Evangelicalism’s Greatest Threat

Charles Malik was a Lebanese diplomat and Eastern Orthodox Christian who, among other accomplishments, was instrumental in shaping the Universal Declaration of Human Rights. In 1980, Malik was invited to speak at the opening of the Billy Graham Center at Wheaton College. His address was called “The Two Tasks,” with the two tasks being to save the soul and to save the mind. His words are as incisive for us today as they were more than three decades ago:

The greatest danger besetting American Evangelical Christianity is the danger of anti-intellectualism. The mind as to its greatest and deepest reaches is not cared for enough. This cannot take place apart from profound immersion for a period of years in the history of thought and the spirit. People are in a hurry to get out of the university and start earning money or serving the church or preaching the Gospel. They have no idea of the infinite value of spending years of leisure in conversing with the greatest minds and souls of the past, and thereby ripening and sharpening and enlarging their powers of thinking. The result is that the arena of creative thinking is abdicated and vacated to the enemy. Who among the evangelicals can stand up to the great secular or naturalistic or atheistic scholars on their own terms of scholarship and research? Who among the evangelical scholars is quoted as a normative source by the greatest secular authorities on history or philosophy or psychology or sociology or politics? Does your mode of thinking have the slightest chance of becoming the dominant mode of thinking in the great universities of Europe and America which stamp your entire civilization with their own spirit and ideas?
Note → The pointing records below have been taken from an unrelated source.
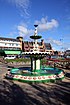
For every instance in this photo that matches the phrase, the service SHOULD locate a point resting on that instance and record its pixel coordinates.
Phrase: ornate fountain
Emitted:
(36, 73)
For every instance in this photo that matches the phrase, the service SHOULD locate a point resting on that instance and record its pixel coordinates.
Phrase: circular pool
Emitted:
(45, 74)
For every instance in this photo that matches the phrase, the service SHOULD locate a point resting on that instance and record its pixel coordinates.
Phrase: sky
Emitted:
(17, 18)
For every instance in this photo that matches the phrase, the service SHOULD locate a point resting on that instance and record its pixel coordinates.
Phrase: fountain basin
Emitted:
(46, 74)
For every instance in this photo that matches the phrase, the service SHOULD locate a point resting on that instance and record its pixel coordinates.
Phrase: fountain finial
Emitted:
(36, 25)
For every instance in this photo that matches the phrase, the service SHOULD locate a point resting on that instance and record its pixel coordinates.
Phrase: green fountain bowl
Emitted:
(35, 37)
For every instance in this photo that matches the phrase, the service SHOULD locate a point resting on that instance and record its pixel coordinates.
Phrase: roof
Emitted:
(11, 39)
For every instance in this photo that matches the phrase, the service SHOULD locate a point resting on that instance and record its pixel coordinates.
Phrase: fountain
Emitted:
(35, 73)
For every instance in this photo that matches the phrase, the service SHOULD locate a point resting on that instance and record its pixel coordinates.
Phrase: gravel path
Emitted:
(17, 93)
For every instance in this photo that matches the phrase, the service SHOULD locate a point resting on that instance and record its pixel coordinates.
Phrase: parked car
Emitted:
(10, 57)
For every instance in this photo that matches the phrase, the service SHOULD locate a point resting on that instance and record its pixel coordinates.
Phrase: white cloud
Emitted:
(44, 24)
(23, 31)
(22, 5)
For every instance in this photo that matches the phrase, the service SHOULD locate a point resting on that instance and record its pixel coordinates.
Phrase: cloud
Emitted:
(23, 31)
(44, 24)
(22, 5)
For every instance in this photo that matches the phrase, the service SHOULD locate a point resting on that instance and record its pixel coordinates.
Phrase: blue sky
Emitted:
(17, 18)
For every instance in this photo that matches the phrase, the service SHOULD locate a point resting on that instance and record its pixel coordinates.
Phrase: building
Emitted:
(10, 46)
(43, 47)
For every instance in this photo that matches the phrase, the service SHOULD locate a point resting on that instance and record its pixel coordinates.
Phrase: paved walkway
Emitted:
(17, 93)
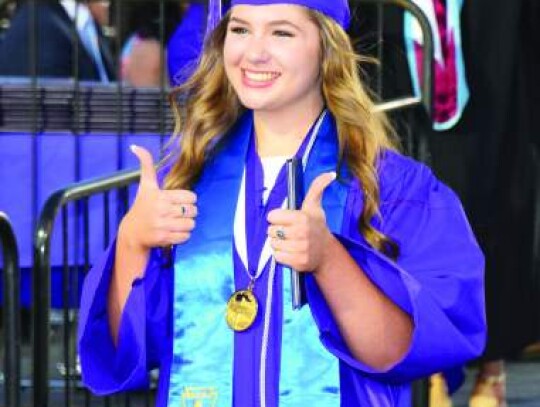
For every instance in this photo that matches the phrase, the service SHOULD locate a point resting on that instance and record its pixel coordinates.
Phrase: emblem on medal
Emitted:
(242, 309)
(199, 396)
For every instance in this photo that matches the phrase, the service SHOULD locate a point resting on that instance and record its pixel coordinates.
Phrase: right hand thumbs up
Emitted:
(148, 171)
(157, 217)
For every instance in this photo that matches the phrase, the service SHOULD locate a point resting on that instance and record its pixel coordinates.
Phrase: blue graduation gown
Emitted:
(437, 280)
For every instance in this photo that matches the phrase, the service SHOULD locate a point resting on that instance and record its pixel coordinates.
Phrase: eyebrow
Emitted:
(271, 23)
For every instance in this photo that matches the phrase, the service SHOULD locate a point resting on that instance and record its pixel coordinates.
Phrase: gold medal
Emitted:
(242, 309)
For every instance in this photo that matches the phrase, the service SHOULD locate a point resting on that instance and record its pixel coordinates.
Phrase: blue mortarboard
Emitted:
(335, 9)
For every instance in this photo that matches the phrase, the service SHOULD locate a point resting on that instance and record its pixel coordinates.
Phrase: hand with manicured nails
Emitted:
(157, 217)
(306, 233)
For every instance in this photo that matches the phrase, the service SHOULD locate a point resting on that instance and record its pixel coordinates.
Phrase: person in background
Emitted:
(56, 41)
(143, 57)
(197, 281)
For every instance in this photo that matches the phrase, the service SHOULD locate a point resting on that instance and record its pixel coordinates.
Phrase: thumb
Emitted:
(148, 171)
(316, 190)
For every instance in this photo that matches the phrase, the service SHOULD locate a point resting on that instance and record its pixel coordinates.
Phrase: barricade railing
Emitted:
(11, 313)
(77, 210)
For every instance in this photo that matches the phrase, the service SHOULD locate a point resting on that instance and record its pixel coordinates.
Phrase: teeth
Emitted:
(260, 76)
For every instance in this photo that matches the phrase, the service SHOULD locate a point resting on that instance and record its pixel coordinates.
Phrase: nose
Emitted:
(257, 51)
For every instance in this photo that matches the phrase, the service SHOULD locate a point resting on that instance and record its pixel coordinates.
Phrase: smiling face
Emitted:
(272, 58)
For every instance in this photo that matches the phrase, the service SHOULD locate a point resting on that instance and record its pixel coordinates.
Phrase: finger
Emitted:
(180, 196)
(282, 232)
(181, 225)
(316, 190)
(183, 211)
(283, 217)
(148, 171)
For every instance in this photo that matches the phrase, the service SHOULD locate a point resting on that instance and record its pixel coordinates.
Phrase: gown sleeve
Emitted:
(437, 278)
(143, 330)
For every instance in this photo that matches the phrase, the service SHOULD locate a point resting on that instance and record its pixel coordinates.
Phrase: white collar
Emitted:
(78, 12)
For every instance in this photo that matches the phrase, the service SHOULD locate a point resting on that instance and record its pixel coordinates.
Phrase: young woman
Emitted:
(393, 274)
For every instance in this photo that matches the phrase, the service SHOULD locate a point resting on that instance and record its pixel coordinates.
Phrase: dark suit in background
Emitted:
(59, 47)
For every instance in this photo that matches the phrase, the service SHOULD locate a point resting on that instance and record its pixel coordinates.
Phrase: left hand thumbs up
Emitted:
(314, 196)
(299, 237)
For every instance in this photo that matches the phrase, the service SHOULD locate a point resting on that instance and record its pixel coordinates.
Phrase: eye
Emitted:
(283, 33)
(238, 30)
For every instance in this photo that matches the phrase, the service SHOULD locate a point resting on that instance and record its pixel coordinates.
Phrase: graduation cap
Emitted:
(338, 10)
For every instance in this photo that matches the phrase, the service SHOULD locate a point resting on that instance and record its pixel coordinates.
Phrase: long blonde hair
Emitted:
(206, 107)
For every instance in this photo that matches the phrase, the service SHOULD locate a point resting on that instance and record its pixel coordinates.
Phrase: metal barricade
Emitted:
(70, 207)
(11, 313)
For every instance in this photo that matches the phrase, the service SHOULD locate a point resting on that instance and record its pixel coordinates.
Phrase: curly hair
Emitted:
(206, 107)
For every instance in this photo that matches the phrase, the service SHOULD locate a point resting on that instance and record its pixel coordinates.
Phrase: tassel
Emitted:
(214, 15)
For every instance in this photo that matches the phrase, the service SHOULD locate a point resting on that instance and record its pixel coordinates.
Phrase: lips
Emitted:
(259, 77)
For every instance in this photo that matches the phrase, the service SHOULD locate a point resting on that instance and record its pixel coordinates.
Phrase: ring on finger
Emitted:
(280, 234)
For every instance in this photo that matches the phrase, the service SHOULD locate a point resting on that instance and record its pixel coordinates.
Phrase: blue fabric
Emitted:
(437, 280)
(184, 47)
(337, 9)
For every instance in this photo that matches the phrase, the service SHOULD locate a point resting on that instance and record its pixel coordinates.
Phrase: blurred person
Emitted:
(56, 41)
(142, 64)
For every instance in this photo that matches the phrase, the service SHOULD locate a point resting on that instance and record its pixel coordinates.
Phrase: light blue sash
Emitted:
(203, 344)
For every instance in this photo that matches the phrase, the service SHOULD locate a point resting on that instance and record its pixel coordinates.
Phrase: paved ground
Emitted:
(523, 385)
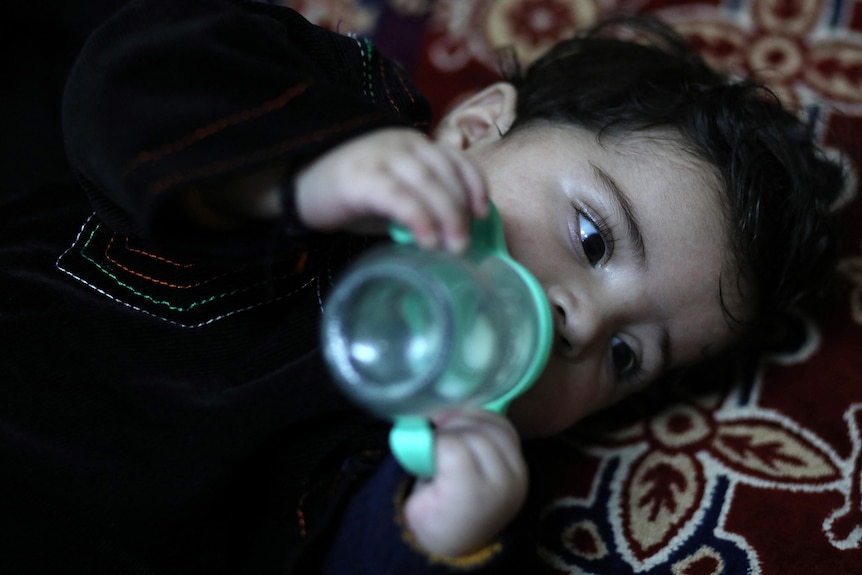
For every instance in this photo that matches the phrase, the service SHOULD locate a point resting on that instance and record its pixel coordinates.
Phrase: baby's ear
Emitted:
(483, 117)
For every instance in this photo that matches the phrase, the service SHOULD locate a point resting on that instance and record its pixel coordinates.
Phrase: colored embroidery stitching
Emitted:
(129, 270)
(129, 248)
(248, 291)
(219, 125)
(368, 55)
(178, 178)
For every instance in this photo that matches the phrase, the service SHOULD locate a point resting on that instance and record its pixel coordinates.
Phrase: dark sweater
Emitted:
(163, 404)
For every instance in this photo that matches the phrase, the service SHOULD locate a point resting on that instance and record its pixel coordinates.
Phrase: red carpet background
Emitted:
(762, 474)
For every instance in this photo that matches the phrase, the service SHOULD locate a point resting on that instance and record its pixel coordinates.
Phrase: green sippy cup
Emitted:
(409, 332)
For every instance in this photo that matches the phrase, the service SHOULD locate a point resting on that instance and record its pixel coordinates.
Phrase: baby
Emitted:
(231, 157)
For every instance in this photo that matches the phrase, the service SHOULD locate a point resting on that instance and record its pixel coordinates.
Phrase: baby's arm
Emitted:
(394, 174)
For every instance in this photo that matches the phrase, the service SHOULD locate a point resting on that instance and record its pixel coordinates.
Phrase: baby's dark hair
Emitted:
(780, 187)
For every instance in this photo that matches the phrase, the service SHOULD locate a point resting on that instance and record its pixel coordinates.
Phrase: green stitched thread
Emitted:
(368, 76)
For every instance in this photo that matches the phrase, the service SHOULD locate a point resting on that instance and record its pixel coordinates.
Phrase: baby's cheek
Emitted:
(560, 398)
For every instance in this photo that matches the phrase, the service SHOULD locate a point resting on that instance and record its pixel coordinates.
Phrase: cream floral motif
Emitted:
(466, 32)
(851, 268)
(661, 478)
(792, 46)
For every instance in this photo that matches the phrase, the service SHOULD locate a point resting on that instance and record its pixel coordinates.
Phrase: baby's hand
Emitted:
(395, 174)
(480, 485)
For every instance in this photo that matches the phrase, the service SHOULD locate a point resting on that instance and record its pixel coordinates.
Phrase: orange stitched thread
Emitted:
(300, 515)
(386, 87)
(148, 278)
(217, 126)
(300, 263)
(174, 179)
(154, 256)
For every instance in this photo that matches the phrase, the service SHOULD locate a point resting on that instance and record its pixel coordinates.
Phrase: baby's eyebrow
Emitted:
(625, 207)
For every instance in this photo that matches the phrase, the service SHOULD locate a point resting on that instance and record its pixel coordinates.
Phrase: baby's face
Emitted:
(629, 241)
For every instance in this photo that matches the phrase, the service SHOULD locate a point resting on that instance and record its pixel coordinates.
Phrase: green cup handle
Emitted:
(412, 442)
(412, 437)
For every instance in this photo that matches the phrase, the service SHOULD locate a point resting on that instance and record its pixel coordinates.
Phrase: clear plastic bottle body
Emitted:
(410, 331)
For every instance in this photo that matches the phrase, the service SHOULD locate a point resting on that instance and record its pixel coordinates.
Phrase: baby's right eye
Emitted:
(592, 239)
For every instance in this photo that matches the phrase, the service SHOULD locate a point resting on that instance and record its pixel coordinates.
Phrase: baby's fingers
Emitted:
(448, 187)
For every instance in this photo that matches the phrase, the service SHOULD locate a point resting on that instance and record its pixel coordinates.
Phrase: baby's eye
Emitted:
(592, 240)
(624, 360)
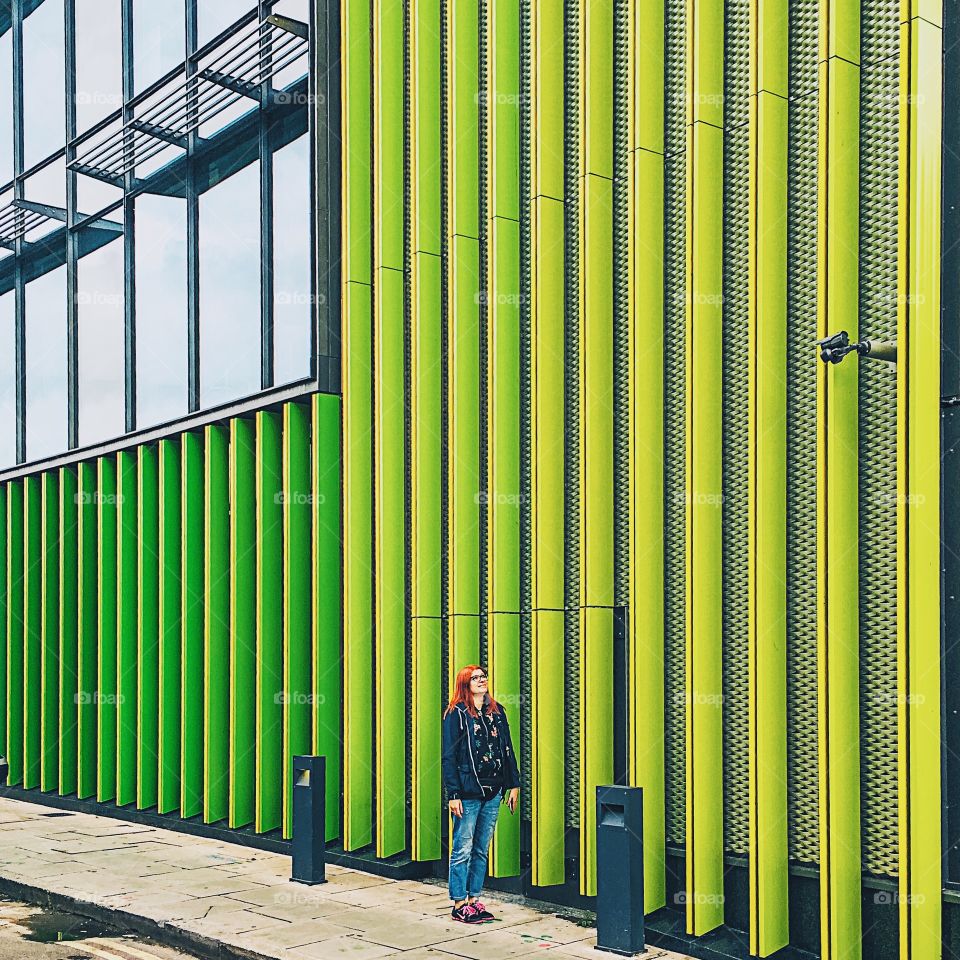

It will take a different spirit altogether to overcome this great danger of anti-intellectualism. . . . Even if you start now on a crash program in this and other domains, it will be a century at least before you catch up with the Harvards and Tuebingens and the Sorbonnes, and think of where these universities will be then! For the sake of greater effectiveness in witnessing to Jesus Christ Himself, as well as for their own sakes, the Evangelicals cannot afford to keep on living on the periphery of responsible intellectual existence.

This excerpt comes from Charles Malik, The Two Tasks (Westchester, IL: Cornerstone, 1980), 29-34. It also appears in Mark Noll’s The Scandal of the Evangelical Mind, which is where I first encountered it.